Lange, lange stand sie und blickte dem Chorherren nach, wie er bald im Gewirr der Felsblöcke verschwand, wieder auftauchte, zwischen dunklen Gebüschen sich verlor und wieder erschien.
Der frischer ziehende Abendwind spielte mit ihrem lockigen Haar. Unter ihr im Bergwald rief ein Kuckuck, der erste, der mit dem Frühling gekommen war. Und über den Halden begannen die steilen Wände, zwischen denen der Schnee nur noch in einzelnen Schluchten hing, mit warmer Röte zu glühen.
[17] Alter Weidmannsausdruck für das Herz des Wildes.

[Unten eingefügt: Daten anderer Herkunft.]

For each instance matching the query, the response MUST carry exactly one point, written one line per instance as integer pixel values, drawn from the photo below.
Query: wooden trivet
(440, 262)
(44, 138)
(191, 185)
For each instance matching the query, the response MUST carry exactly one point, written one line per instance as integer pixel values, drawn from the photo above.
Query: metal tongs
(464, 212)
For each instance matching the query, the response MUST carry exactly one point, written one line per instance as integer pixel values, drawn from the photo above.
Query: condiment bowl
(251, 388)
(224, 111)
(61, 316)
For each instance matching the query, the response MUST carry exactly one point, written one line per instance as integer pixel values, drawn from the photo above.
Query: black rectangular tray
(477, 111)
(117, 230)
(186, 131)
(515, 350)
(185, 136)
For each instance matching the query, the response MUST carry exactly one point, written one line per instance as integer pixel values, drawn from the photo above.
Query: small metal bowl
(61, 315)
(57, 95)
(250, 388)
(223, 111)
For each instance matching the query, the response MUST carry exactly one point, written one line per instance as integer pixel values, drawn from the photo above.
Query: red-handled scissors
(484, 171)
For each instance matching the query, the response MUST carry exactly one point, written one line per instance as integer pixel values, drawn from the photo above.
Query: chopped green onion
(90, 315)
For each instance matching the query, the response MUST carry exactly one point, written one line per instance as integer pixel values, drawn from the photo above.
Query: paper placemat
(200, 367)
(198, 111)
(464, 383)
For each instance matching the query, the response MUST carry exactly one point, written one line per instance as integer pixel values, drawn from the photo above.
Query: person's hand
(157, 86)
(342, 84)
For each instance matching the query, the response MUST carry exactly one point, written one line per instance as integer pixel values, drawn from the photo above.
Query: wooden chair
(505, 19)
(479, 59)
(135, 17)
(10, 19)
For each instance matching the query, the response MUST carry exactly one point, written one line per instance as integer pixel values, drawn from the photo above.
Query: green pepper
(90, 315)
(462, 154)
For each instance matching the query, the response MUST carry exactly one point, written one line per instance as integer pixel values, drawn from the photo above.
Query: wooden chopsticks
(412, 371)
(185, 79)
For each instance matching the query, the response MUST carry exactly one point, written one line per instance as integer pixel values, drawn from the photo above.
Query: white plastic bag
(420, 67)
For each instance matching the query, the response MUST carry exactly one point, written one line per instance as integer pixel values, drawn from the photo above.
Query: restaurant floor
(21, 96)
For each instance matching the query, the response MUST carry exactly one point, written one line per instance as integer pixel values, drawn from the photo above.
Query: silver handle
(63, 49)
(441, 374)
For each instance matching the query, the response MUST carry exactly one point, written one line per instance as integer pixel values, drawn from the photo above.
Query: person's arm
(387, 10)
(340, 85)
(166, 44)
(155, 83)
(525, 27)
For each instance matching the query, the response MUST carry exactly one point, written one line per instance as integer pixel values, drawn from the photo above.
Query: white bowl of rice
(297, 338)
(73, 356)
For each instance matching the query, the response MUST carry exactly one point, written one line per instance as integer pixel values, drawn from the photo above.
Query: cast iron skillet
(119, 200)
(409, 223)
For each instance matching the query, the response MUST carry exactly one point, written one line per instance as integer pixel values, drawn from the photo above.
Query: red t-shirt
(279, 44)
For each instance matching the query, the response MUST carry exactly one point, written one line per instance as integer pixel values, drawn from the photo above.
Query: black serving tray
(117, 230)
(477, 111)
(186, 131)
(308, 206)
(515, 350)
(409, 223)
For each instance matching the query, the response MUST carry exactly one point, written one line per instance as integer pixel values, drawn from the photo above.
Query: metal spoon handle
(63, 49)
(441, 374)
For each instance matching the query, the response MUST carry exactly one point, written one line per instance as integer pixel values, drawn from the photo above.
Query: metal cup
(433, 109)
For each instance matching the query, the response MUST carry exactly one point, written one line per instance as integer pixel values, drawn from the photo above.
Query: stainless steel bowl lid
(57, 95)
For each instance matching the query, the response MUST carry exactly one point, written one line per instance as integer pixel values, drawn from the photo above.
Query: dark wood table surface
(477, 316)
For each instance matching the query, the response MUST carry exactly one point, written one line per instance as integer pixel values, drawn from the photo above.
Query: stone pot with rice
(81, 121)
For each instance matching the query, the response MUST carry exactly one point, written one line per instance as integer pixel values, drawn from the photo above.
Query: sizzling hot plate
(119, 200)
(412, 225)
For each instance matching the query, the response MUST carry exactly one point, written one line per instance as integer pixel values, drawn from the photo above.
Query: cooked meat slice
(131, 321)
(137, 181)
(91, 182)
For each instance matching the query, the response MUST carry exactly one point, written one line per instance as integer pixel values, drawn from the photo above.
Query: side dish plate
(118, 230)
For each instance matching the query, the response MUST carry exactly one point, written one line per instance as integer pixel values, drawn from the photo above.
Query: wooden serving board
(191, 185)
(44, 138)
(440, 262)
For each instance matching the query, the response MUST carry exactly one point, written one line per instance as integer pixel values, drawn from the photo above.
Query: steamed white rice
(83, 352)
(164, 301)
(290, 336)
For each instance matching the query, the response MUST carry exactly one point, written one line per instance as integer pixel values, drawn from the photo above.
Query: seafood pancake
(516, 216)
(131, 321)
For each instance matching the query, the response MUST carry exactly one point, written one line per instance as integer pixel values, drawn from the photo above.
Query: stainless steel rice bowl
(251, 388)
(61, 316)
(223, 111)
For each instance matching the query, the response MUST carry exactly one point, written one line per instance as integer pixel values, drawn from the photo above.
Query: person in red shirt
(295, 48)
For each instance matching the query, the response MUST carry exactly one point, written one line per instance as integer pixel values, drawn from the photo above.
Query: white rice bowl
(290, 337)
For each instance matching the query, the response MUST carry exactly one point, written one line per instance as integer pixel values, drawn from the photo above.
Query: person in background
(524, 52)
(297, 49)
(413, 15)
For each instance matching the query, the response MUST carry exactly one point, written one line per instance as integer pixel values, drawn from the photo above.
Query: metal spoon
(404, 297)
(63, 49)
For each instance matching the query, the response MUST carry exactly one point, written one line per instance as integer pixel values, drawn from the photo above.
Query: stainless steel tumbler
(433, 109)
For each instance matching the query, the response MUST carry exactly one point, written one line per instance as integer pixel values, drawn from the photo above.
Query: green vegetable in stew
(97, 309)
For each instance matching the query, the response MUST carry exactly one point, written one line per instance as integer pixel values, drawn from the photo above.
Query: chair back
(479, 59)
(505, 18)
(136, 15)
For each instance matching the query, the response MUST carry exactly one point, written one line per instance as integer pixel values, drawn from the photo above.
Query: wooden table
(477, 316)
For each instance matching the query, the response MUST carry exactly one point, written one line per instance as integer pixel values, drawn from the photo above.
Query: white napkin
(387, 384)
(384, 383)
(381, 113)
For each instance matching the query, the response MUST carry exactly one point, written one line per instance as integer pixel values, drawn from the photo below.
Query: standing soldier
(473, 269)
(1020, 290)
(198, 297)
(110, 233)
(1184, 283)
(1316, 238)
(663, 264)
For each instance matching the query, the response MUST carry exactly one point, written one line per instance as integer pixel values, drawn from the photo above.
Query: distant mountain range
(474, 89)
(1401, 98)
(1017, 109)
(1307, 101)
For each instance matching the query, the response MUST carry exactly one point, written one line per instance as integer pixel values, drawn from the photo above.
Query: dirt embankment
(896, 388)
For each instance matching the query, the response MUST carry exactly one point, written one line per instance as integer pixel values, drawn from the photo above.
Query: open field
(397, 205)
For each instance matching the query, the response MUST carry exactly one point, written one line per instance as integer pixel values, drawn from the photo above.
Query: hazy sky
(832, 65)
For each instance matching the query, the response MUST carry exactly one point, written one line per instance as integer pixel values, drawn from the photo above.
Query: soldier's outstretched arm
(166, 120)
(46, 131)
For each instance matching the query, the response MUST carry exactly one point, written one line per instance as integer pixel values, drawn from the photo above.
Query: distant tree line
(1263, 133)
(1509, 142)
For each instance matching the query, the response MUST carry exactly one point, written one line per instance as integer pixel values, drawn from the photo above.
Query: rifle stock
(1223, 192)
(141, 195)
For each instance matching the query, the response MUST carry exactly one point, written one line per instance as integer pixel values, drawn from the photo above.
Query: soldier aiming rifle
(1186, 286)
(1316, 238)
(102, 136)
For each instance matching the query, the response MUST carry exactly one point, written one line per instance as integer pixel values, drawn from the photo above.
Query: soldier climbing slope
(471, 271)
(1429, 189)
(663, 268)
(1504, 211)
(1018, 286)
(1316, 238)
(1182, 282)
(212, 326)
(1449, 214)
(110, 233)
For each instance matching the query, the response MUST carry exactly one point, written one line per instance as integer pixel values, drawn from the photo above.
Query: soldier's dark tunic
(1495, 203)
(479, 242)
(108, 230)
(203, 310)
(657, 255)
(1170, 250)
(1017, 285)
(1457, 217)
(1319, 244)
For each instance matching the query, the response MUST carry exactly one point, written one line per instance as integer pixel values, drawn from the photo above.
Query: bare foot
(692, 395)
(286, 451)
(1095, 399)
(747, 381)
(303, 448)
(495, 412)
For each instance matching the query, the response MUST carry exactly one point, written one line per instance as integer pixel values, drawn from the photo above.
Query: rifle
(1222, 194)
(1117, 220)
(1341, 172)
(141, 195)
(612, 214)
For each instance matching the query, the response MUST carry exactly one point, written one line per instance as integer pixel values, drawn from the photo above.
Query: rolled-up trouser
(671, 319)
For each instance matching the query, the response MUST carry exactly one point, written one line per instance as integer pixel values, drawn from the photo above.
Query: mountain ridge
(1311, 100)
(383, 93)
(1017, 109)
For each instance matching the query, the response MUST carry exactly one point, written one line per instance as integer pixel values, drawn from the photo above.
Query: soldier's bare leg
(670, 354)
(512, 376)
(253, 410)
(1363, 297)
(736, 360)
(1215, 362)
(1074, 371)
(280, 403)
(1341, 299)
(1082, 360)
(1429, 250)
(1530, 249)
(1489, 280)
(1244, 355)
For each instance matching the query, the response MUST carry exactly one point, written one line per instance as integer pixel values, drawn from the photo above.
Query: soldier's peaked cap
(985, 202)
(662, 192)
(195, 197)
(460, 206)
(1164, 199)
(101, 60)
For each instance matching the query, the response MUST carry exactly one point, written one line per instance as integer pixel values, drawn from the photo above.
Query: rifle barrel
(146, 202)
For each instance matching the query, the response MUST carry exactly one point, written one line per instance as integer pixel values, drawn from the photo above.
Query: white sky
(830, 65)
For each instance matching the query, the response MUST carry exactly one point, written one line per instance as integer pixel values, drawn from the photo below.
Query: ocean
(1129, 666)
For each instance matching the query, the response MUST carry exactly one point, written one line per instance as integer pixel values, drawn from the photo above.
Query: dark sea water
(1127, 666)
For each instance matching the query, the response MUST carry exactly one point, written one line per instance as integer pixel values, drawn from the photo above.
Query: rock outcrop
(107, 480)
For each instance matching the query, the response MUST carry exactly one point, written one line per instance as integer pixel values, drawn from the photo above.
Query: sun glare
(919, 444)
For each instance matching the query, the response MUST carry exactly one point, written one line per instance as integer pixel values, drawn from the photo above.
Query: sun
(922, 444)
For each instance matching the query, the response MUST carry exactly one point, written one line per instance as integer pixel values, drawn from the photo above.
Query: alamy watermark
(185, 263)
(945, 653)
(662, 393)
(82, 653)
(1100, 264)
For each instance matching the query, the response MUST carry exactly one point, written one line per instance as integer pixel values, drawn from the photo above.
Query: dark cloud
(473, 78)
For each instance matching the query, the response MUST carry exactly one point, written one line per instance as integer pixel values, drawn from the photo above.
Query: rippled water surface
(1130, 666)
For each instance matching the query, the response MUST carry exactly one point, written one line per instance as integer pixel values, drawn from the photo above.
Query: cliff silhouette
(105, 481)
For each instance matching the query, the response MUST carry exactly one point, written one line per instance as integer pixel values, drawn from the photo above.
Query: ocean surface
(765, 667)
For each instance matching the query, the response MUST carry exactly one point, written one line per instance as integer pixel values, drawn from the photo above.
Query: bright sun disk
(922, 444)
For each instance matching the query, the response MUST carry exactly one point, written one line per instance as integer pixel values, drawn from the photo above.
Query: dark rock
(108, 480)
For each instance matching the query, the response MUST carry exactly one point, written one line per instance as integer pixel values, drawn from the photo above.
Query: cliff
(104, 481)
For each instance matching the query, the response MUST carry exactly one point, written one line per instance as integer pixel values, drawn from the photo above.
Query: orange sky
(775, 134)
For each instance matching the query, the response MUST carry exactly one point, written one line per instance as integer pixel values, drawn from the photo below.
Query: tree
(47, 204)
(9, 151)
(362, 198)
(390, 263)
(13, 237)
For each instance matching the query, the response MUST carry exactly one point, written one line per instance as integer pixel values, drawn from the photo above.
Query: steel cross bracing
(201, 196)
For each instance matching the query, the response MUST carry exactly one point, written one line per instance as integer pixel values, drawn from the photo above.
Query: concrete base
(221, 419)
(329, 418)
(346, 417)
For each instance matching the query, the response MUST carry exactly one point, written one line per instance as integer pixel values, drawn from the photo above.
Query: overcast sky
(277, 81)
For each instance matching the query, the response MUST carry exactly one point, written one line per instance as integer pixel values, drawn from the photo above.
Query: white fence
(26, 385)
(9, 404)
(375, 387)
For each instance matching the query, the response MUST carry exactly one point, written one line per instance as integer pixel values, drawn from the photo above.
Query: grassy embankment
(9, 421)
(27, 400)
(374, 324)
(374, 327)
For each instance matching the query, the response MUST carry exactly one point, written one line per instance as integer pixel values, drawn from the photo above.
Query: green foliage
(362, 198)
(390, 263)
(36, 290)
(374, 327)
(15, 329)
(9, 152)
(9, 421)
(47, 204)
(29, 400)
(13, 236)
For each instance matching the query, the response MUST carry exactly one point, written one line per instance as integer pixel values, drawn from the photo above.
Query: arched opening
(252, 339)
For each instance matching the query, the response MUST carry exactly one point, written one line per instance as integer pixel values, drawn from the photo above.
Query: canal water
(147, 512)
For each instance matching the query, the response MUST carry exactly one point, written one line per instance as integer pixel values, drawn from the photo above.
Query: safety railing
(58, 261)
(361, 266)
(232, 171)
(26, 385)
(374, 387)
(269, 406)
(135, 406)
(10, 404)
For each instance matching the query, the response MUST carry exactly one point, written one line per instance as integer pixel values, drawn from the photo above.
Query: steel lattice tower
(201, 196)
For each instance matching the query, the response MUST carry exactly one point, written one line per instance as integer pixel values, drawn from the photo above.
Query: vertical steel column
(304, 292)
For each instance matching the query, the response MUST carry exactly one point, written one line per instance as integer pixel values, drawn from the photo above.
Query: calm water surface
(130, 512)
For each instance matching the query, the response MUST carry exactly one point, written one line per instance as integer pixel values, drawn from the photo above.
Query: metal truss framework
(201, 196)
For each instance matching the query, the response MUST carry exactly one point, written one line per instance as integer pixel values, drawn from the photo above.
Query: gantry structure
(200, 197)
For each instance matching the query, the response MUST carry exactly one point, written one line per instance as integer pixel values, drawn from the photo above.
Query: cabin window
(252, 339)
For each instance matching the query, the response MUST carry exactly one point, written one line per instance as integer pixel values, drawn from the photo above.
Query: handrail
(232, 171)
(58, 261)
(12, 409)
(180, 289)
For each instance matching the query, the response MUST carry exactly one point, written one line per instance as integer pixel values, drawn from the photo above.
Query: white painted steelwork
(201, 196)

[18] Das Mühldorfer Stadtrecht im 14. Jahrhundert bestimmte: „Welleich leicht Weib pagent (zanken) mit den Worten die sie vermeiden sollen, der soll man den pagstein an irn Hals hengen und soll si von gazzen ze gazzen traiben.“
[19] Zwei Stunden südwestlich von Passau.
[20] Oktober.
[21] Den 9. Oktober.
[22] Fünf Wegstunden südlich von Landshut.